Pasaron un mes. Después de encontrarse, el Gran Espíritu Gigante no intentó persuadir a Bai Xiaochun de sus problemas. En cambio, diariamente se dedicaban a beber y perderse en los placeres del vino, durante estos momentos de embriaguez compartían muchas historias.
"¿Quién fue la esposa del líder de la familia que me puso en la encrucijada? Tú sabes lo mal que te sientes por eso," dijo Bai Xiaochun, desinteresado.
Aunque el Gran Espíritu Gigante decía mucho, cada insulto lo dejaba sin palabras. Al final, alzó su estatus de padre del yerno para amenazar a Bai Xiaochun.
"Bai Xiaochun, soy tu suegro!" dijo el Gran Espíritu Gigante, arrancándole el jarro de las manos a Bai Xiaochun y mirándolo con ira.
"¿Cómo puedes pensar que no sé de tus tratos con Zi Mo? Si no fuera por mí, ¿cómo podías lograrlo?" el Gran Espíritu Gigante bebió un gran trago y exclamó con frialdad.
Mencionar a Zhou Zi Mo hizo que Bai Xiaochun se sintiera melancólico. Al ver esto, el Gran Espíritu Gigante también se arrepintió de haberlo mencionado e inspiró un suspiro.
"Pero, pequeño Chün, ¿sabes por qué los hijos del Reino de Qui son tan pocos?" preguntó el Gran Espíritu Gigante.
Bai Xiaochun quedó sorprendido y lo miró.
"Esta es una información que solo los dioses saben. Como Rey del Cielo, yo sé esto: para aquellos que practican el Arte de la Longevidad Eterna, su Yuan Yang es demasiado potente en comparación con el de los demás. Por eso las mujeres normales no pueden quedar embarazadas. Incluso las mujeres místicas a menudo tardan años, hasta décadas, para que sus Yuan Yang se formen en un embrión," explicó el Gran Espíritu Gigante.

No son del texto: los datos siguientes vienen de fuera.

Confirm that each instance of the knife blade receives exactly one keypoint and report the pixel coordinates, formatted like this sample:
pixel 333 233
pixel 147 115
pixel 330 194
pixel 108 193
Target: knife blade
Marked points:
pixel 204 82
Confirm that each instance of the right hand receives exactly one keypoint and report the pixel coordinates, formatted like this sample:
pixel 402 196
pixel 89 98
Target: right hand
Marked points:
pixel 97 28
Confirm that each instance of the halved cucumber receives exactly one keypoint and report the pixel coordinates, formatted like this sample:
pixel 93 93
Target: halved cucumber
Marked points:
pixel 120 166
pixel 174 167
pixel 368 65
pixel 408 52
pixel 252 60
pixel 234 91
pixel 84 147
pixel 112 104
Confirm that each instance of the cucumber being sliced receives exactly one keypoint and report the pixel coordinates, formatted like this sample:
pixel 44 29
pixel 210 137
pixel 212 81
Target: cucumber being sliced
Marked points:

Bai Xiaochun quedó asombrado al escuchar esta información por primera vez. No le prestó atención y bebió del jarro. El Gran Espíritu Gigante continuó hablando de otras cosas, distrayendo la melancolía que había causado antes.
Con el tiempo, un mes más pasó. La gente de la taberna se acostumbró a la presencia del viejo cerca de Bai Xiaochun. Este le encantaba hablar con los vecinos y pronto se hizo amigos con todos.
Durante sus conversaciones, el viejo hablaba frecuentemente de ser el suegro de Bai Xiao Cai. Esto llevó a que la gente de la taberna asumiera la historia completa del joven.
"¡Bai Xiao Cai realmente perdió a su esposa!"
"Su suegro perdió a una hija y él perdió a su esposa, no es extraño que estuviera tan desanimado antes."